Insbesondere die Werte der in europäischen S8-Geräten verbauten Exynos-CPU holt Punkte. Unterschiedliche Gefühle löste der Akku, beziehungsweise die Ladetechnik aus. Letztere vermochte mit der Schnellladetechnik zu begeistern (90 Minuten von 0 auf 96 Prozent Ladestand), während uns die Gerüchte über die Wiederaufbereitung des Note-7-Akkus dem Akku selbst zunächst mit Skepsis begegnen liessen. Allerdings grundlos: Der 3500-mAh-Akku hielt im Dauertest gute 9:30 h aus.
In die Riege der positiven Merkmale reiht sich auch die Kamera ein: Neben einem schnellen Start fallen die kurze Auslösezeit sowie der starke Bildstabilisator auf. Auch profitieren die fotografischen Endprodukte von einem schnellen Autofokus, so wird sehr schnell nachgeschärft. Entsprechend ansprechend sind die Bilder, die so erzeugt werden können. So kann das S8 Plus auch mit dem Huawei P10 oder dem iPhone gut mithalten (siehe Bildervergleich). Die zahlreichen Filter, Zeitlupe, Hyperlapse-Mode und RAW-Optionen runden die starke Kamera ab.

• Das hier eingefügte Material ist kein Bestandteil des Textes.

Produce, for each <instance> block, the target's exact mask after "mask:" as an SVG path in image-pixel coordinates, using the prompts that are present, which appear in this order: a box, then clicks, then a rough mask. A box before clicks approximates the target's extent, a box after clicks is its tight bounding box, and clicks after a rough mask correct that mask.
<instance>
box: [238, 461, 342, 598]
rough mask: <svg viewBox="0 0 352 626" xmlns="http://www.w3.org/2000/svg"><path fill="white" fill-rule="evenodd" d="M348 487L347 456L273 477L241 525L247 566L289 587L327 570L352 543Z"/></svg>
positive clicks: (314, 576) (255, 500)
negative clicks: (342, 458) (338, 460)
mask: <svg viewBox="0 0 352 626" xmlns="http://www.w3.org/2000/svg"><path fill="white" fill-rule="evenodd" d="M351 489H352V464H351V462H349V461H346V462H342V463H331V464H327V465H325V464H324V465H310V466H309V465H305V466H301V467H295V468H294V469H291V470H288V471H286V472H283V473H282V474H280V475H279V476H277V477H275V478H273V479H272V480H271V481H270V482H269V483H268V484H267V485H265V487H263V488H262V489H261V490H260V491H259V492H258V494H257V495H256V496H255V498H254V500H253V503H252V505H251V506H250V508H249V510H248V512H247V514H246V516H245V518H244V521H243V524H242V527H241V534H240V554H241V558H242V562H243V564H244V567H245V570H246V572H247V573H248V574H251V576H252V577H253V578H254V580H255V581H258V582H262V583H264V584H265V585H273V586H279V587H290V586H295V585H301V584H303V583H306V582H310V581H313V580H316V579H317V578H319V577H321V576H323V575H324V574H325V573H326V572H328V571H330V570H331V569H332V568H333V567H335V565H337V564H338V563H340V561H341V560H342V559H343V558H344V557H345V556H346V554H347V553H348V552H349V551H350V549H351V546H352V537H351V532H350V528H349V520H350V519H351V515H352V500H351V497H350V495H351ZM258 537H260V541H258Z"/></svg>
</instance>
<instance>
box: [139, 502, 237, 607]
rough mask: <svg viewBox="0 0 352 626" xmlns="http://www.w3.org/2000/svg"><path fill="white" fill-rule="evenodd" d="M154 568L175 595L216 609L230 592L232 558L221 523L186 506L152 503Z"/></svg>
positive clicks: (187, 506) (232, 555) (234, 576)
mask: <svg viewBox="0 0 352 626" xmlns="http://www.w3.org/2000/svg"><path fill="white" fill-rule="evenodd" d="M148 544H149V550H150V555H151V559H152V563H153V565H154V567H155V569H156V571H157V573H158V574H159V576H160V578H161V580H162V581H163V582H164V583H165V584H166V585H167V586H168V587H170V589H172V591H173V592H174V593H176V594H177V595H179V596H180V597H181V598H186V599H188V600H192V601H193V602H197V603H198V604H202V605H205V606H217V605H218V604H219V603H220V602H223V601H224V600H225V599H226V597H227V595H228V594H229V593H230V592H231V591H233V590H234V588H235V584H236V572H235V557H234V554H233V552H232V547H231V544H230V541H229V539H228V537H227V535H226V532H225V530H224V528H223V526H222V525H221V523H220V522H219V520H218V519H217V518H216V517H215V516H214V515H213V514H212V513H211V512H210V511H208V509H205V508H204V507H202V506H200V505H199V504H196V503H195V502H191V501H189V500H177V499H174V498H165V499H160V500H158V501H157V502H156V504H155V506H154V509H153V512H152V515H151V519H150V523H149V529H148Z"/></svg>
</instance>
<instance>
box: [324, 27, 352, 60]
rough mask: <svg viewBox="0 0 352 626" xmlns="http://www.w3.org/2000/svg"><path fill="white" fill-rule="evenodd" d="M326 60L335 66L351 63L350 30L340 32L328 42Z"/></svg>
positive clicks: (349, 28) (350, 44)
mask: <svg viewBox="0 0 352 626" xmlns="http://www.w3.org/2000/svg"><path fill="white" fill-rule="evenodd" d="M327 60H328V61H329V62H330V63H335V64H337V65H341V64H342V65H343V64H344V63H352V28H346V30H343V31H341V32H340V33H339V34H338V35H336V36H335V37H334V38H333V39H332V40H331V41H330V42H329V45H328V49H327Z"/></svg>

Bixby kommt gut – Samsungs Registrierungswahn nervt
Mit hohen Erwartungen gesegnet geht auch Assistent Bixby ins Rennen. Dieser kriegt sogar einen eigenen Button auf der linken Seite. Mit «Hello Bixby» lässt er sich aber auch per Stimme wecken. Dank Bixby soll nicht nur der Assistent selber, sondern auch alle kompatiblen Apps vollständig stimmgesteuert werden können. Auch ist er eine smarte Schnittstelle: So soll er, wenn er einen Sprachbefehl nicht verstanden hat, selbstständig die geöffneten Apps absuchen und so Rückschlüsse zum Sprachbefehl ziehen können. Ein weiteres Feature ist das Erkennen von Gegenständen vor der Kameralinse. So kann man, bei aktivierter Kamera, Bixby starten. Dieser scannt das Objekt im Fokus ein und zeigt, wo dieses Objekt käuflich erwerbbar ist (oder entsprechendes Zubehör).
Das Ganze nennt sich Bixby Vision. Bixby bietet auch Inhalte an, die dem Ort des Aufenthalts, dem Wetter oder der Uhrzeit angemessen sind. Wirklich smart. Auch in administrativer Hinsicht – z.B. bei Kalendereinträgen, macht er einen guten Job. Zwei Dinge dämpfen die Freude aber erheblich: Zum einen funktionieren viele Features (noch) nicht auf Deutsch, zum andern geht uns unser digitaler Assistent mit seinem permanenten Flehen, man möge doch einen Samsung-Account einrichten, gehörig auf die Ketten.
Fazit
Es besteht kein Zweifel: Das S8 Plus ist ein technisch überragendes Smartphone. Hardware stark, Kamera toll. Auch in Sachen Features legen die Südkoreaner vor – spätestens, wenn Bixby dann ein wenig Deutsch versteht. Allerdings gibt es einige Kleinigkeiten – z.B. Fingerprint, Bloatware, Samsung-Account –, die in der Summe für einen halben Stern Abzug sorgen. Dennoch ein tolles Gerät und gerade für Note-Enthusiasten ein prima Ersatz – wenn auch der Preis von 899 Franken keinen Budget-Kauf darstellt.
*Der Autor Florian Bodoky ist Redakteur von PCTIPP.